How to get the "innerHTML" of a Html element in a downloaded web page?

193 Views Asked by At

I'm trying to create a Google Apps Script function that returns the inner HTML of an ID element of a webpage.

Using the JavaScript console of the web browser, this would do it:

document.getElementById("myID").innerHTML

In Google Apps Script:

function getValue(symbol) {
  
  symbol= 'ABCD';

  const url = `https://example.com/${symbol}`;

  const options = {
    headers: {'Content-Type':'application/xml'},
    method: 'GET'
  };

  const res = UrlFetchApp.fetch(url, options);
  const contentText = res.getContentText();
 
  // ????
}

From the code above, I've managed to extract the whole web page content - but how do I get the inner html of the myID id?

1

There are 1 best solutions below

1
TheMaster On

Server side JavaScript is different from client side JavaScript(Browser).
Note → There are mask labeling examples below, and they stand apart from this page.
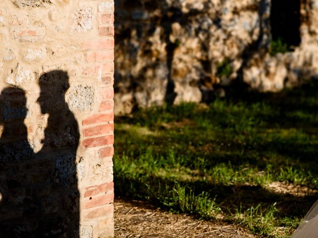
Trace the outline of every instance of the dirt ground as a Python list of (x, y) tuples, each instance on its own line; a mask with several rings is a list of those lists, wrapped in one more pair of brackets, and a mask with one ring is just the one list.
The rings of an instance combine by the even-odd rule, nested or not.
[(117, 199), (115, 238), (256, 238), (238, 226), (171, 214), (145, 203)]

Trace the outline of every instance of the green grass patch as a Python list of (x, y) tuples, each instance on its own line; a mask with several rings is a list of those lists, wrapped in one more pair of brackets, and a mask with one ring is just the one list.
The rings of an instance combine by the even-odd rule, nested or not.
[(209, 105), (116, 118), (116, 195), (290, 237), (318, 189), (318, 89), (229, 90)]

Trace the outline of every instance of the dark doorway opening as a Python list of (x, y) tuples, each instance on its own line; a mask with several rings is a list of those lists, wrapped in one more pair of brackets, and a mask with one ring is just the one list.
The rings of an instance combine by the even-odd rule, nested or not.
[(289, 50), (301, 43), (301, 0), (272, 0), (272, 40), (281, 41)]

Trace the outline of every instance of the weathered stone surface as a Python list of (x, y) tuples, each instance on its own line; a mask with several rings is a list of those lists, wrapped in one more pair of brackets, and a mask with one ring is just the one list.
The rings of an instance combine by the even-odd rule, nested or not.
[(74, 112), (91, 111), (94, 105), (93, 87), (80, 85), (74, 87), (69, 95), (68, 103)]
[(76, 11), (71, 22), (71, 33), (86, 32), (93, 28), (93, 9), (91, 7), (80, 7)]
[(115, 1), (116, 113), (165, 101), (209, 101), (218, 93), (215, 88), (238, 78), (277, 91), (317, 77), (317, 1), (301, 3), (300, 45), (275, 56), (271, 1)]
[(80, 238), (92, 238), (93, 228), (91, 226), (80, 226)]
[(41, 60), (46, 55), (46, 49), (29, 49), (24, 53), (23, 57), (25, 61), (32, 62), (32, 61)]
[(51, 0), (13, 0), (14, 5), (18, 7), (25, 6), (49, 6), (52, 4)]
[(4, 61), (12, 61), (16, 58), (16, 52), (11, 48), (6, 48), (4, 51), (2, 59)]
[(29, 69), (21, 66), (19, 63), (12, 69), (5, 79), (5, 82), (14, 86), (22, 85), (25, 82), (31, 82), (34, 79), (34, 74)]

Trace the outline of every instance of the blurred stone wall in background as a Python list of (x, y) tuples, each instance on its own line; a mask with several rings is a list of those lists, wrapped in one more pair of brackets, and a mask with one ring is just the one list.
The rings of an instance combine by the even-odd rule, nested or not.
[[(317, 0), (115, 1), (115, 113), (209, 101), (235, 80), (276, 91), (318, 75)], [(296, 45), (271, 52), (281, 33)]]

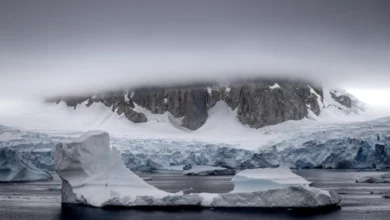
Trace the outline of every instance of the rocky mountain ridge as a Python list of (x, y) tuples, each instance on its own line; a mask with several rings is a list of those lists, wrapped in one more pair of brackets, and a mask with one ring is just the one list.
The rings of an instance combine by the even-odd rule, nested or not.
[[(200, 128), (208, 118), (208, 110), (219, 101), (237, 112), (237, 118), (252, 128), (275, 125), (287, 120), (301, 120), (313, 112), (320, 115), (324, 104), (324, 90), (307, 82), (288, 80), (251, 80), (200, 85), (143, 87), (84, 96), (64, 96), (48, 99), (65, 102), (67, 106), (103, 103), (113, 112), (134, 123), (144, 123), (148, 118), (139, 108), (153, 114), (169, 112), (190, 130)], [(351, 109), (356, 101), (345, 92), (330, 91), (338, 108)]]

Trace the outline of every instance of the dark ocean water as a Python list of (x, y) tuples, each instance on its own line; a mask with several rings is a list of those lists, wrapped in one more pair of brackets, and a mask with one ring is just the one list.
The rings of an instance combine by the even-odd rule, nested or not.
[[(333, 189), (342, 197), (341, 208), (308, 212), (304, 210), (202, 209), (202, 210), (130, 210), (99, 209), (78, 205), (61, 205), (58, 177), (51, 182), (0, 184), (0, 220), (59, 219), (390, 219), (390, 184), (357, 184), (355, 180), (379, 172), (303, 170), (296, 171), (315, 187)], [(177, 173), (142, 174), (148, 182), (170, 192), (224, 193), (233, 189), (231, 177), (193, 177)]]

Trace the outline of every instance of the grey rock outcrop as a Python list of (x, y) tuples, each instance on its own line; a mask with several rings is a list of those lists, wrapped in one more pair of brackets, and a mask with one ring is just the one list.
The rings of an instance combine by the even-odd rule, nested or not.
[(334, 93), (334, 92), (331, 92), (330, 94), (331, 94), (332, 98), (333, 98), (336, 102), (338, 102), (338, 103), (344, 105), (344, 106), (347, 107), (347, 108), (351, 108), (351, 107), (352, 107), (352, 99), (351, 99), (350, 97), (348, 97), (348, 96), (346, 96), (346, 95), (337, 95), (337, 94)]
There's no API for window or document or any of it's methods server side. To parse html, you may use server side html parsers like Cheerio. There's a GAS fork by @tani/@3846masa here, which may work for you. There are also differences between how the server renders the html/js vs what is available in the downloaded html. See Scraping data to Google Sheets from a website that uses JavaScript

If you're looking for xml parser, there's a inbuilt one.